Następnie obliczył, ile informacji DNA i białek będzie potrzebowała protokomórka i jak szybko będzie mogła ewoluować w złożone formy życia.
Eksperyment wykazał, że szybkość, z jaką z chemicznej „zupy” można wyodrębnić użyteczne informacje, wynosiła około 100 bitów na sekundę, co jest wartością znacznie wyższą od dwóch bitów rocznie, które — jak sądzono — były potrzebne do budowy podstawowych komórek.
Chociaż model Endresa wykazał, że życie mogło powstać samoistnie miliardy lat temu, to i tak zajęłoby około 500 milionów lat, zanim proces ten wytworzyłby wystarczającą liczbę organicznych elementów budulcowych do utworzenia złożonych komórek.
Autor badania argumentował, że prawdopodobieństwo, iż taki losowy proces utrzymałby się tak spójnie w tym okresie bez żadnej zewnętrznej pomocy, było niezwykle małe.
Inne teorie dotyczące powstania życia na Ziemi skupiały się na fakcie, że związki niezbędne do życia organicznego osadzały się na Ziemi w wyniku przypadkowych zderzeń meteorytów i uderzeń piorunów, dzięki czemu zyskiwały energię do tworzenia nowych organizmów – przypomina Daily Mail.

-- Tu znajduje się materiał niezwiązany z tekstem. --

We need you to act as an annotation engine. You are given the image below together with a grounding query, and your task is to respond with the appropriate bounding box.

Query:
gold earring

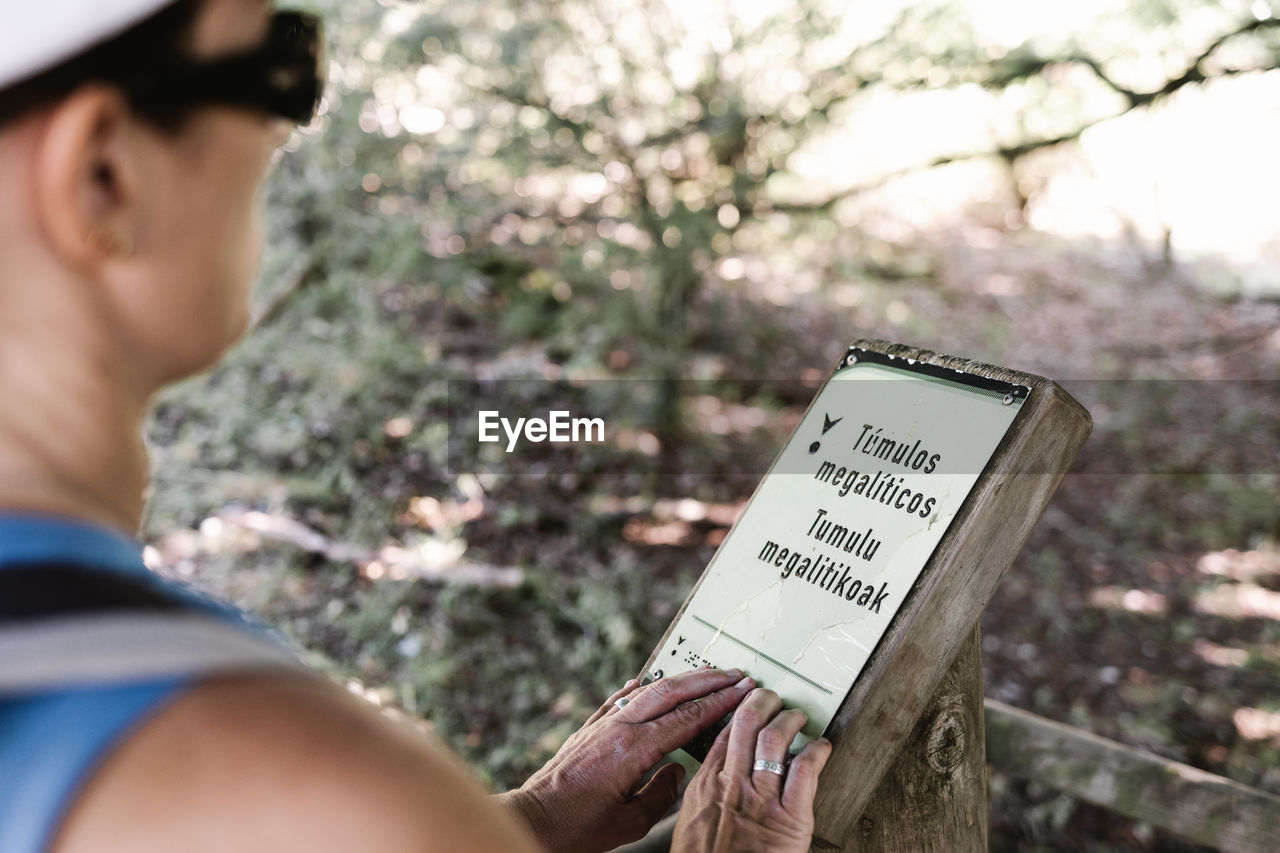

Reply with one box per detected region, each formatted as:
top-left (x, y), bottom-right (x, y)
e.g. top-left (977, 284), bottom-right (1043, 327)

top-left (88, 228), bottom-right (135, 258)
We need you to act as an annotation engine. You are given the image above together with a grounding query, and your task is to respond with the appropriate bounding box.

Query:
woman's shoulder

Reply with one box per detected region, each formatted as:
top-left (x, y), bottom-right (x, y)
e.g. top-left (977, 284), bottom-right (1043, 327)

top-left (0, 515), bottom-right (540, 853)
top-left (51, 674), bottom-right (544, 853)
top-left (0, 513), bottom-right (298, 852)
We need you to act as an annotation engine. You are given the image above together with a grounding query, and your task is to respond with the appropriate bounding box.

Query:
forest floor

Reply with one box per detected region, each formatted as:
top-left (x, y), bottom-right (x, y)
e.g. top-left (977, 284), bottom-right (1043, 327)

top-left (145, 215), bottom-right (1280, 851)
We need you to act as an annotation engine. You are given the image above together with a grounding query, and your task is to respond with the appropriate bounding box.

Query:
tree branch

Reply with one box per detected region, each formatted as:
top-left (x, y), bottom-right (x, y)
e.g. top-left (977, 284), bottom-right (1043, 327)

top-left (763, 16), bottom-right (1280, 216)
top-left (220, 509), bottom-right (524, 588)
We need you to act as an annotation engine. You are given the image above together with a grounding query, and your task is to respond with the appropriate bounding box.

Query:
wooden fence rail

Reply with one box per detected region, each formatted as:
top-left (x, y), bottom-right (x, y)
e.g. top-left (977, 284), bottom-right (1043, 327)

top-left (984, 699), bottom-right (1280, 852)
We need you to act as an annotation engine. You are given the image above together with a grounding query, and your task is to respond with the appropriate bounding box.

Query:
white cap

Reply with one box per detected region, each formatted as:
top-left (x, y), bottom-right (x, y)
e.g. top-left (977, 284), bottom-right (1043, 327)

top-left (1, 2), bottom-right (177, 90)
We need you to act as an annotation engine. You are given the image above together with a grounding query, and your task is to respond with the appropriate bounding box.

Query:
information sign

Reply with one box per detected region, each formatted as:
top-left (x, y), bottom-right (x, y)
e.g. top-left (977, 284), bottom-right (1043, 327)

top-left (649, 347), bottom-right (1030, 745)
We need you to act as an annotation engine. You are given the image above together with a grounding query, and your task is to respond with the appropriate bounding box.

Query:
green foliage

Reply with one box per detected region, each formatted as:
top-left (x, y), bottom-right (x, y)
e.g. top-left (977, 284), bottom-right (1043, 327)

top-left (141, 1), bottom-right (1280, 846)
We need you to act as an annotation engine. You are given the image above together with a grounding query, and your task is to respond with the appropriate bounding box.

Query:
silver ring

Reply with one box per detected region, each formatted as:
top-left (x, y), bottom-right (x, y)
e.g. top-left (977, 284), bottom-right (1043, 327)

top-left (614, 697), bottom-right (629, 708)
top-left (752, 759), bottom-right (786, 776)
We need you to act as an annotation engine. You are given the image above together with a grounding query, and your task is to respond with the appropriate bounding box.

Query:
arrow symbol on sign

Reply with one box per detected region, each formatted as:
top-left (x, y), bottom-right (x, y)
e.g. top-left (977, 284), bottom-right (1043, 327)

top-left (822, 414), bottom-right (843, 434)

Tymczasem niektórzy naukowcy twierdzą, że do powstania życia na planecie nie były potrzebne tysiące potężnych piorunów ani meteorytów.
Naukowcy ze Stanford University wysnuli teorię, że maleńkie iskry „mikrowyładowań” powstające w wyniku uderzania kropelek wody o brzeg generują energię elektryczną potrzebną do wymieszania się z cząsteczkami organicznymi we wczesnej atmosferze.